Tengrela, 15 août 2026 (AIP) – Le sous-préfet de Kanakono, N’Goran Koffi Armel, a exhorté les chefs traditionnels et les leaders communautaires à renforcer leur engagement en faveur de la prévention des conflits, de la cohésion sociale et de la préservation d’un climat apaisé dans le département de Tengrela.
Il a lancé cet appel, vendredi 14 août 2026, lors d’un atelier organisé à la salle polyvalente de la Cellule civilo-militaire (CCM).
Cette rencontre s’inscrit dans le cadre d’un atelier de sensibilisation et de formation des acteurs locaux sur la prévention des conflits et de l’extrémisme violent dans la région de la Bagoué.
Elle bénéficie de l’appui du Programme des Nations Unies pour le développement (PNUD), à travers le projet « Prévenir et répondre à l’extrémisme violent dans le corridor atlantique », financé par le Danemark et la Norvège, en collaboration avec le Programme national de cohésion sociale (PNCS).
Intervenant sur le thème « Rôle des chefs traditionnels et des leaders communautaires dans la préservation d’un climat social apaisé », le sous-préfet a souligné que la paix, la cohésion sociale et la stabilité constituent des conditions essentielles au développement des communautés.

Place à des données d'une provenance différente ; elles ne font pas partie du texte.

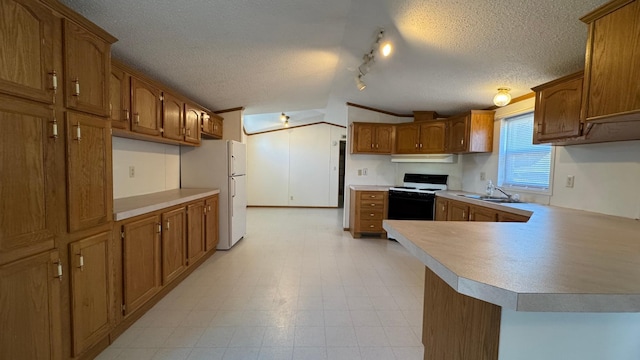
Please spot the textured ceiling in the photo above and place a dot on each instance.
(300, 56)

Il a relevé que, de par leur proximité avec les populations, leur connaissance des réalités locales et leur autorité morale, les chefs traditionnels figurent parmi les premiers acteurs capables de détecter les signes annonciateurs de tensions. Il les a donc invités à privilégier l’écoute, le dialogue, la prévention, l’alerte et l’apaisement.
M. N’Goran a également rappelé que le chef de village constitue un relais important de l’administration auprès des populations.
La prévention des conflits fonciers et des différends entre agriculteurs et éleveurs doit également constituer une priorité, a-t-il poursuivi.
Le sous-préfet a, par ailleurs, appelé à une vigilance accrue face aux rumeurs et aux discours de haine. Il a également mis en avant la salubrité, la protection de l’environnement, la prévention des feux de brousse, la mobilisation communautaire et l’implication des femmes et des jeunes comme autant de leviers de consolidation de la cohésion sociale.
Résumant la mission des chefs traditionnels en sept verbes, N’Goran Koffi Armel les a exhortés à « écouter, prévenir, dialoguer, médiatiser, alerter, orienter et apaiser », afin de faire de leur autorité un instrument au service de la paix, de la solidarité et du développement local.
La chargée de l’appui et du soutien aux communautés, Bobi Joëlle, représentant la directrice générale du PNCS, Soro Mangoua Laurette, a salué l’engagement des participants dans les travaux consacrés à la prévention de l’extrémisme violent et au renforcement de la cohésion sociale dans la Bagoué.
Mme Bobi a recommandé la création de comités locaux de veille et de paix dans les villages et quartiers, la tenue régulière de rencontres entre leaders communautaires et le renforcement des capacités des acteurs sociaux sur la culture de la paix.
Elle a également encouragé l’utilisation des radios communautaires et des langues locales pour diffuser les messages de paix et de cohésion sociale, invitant les participants à traduire les recommandations de l’atelier en actions concrètes au sein de leurs communautés.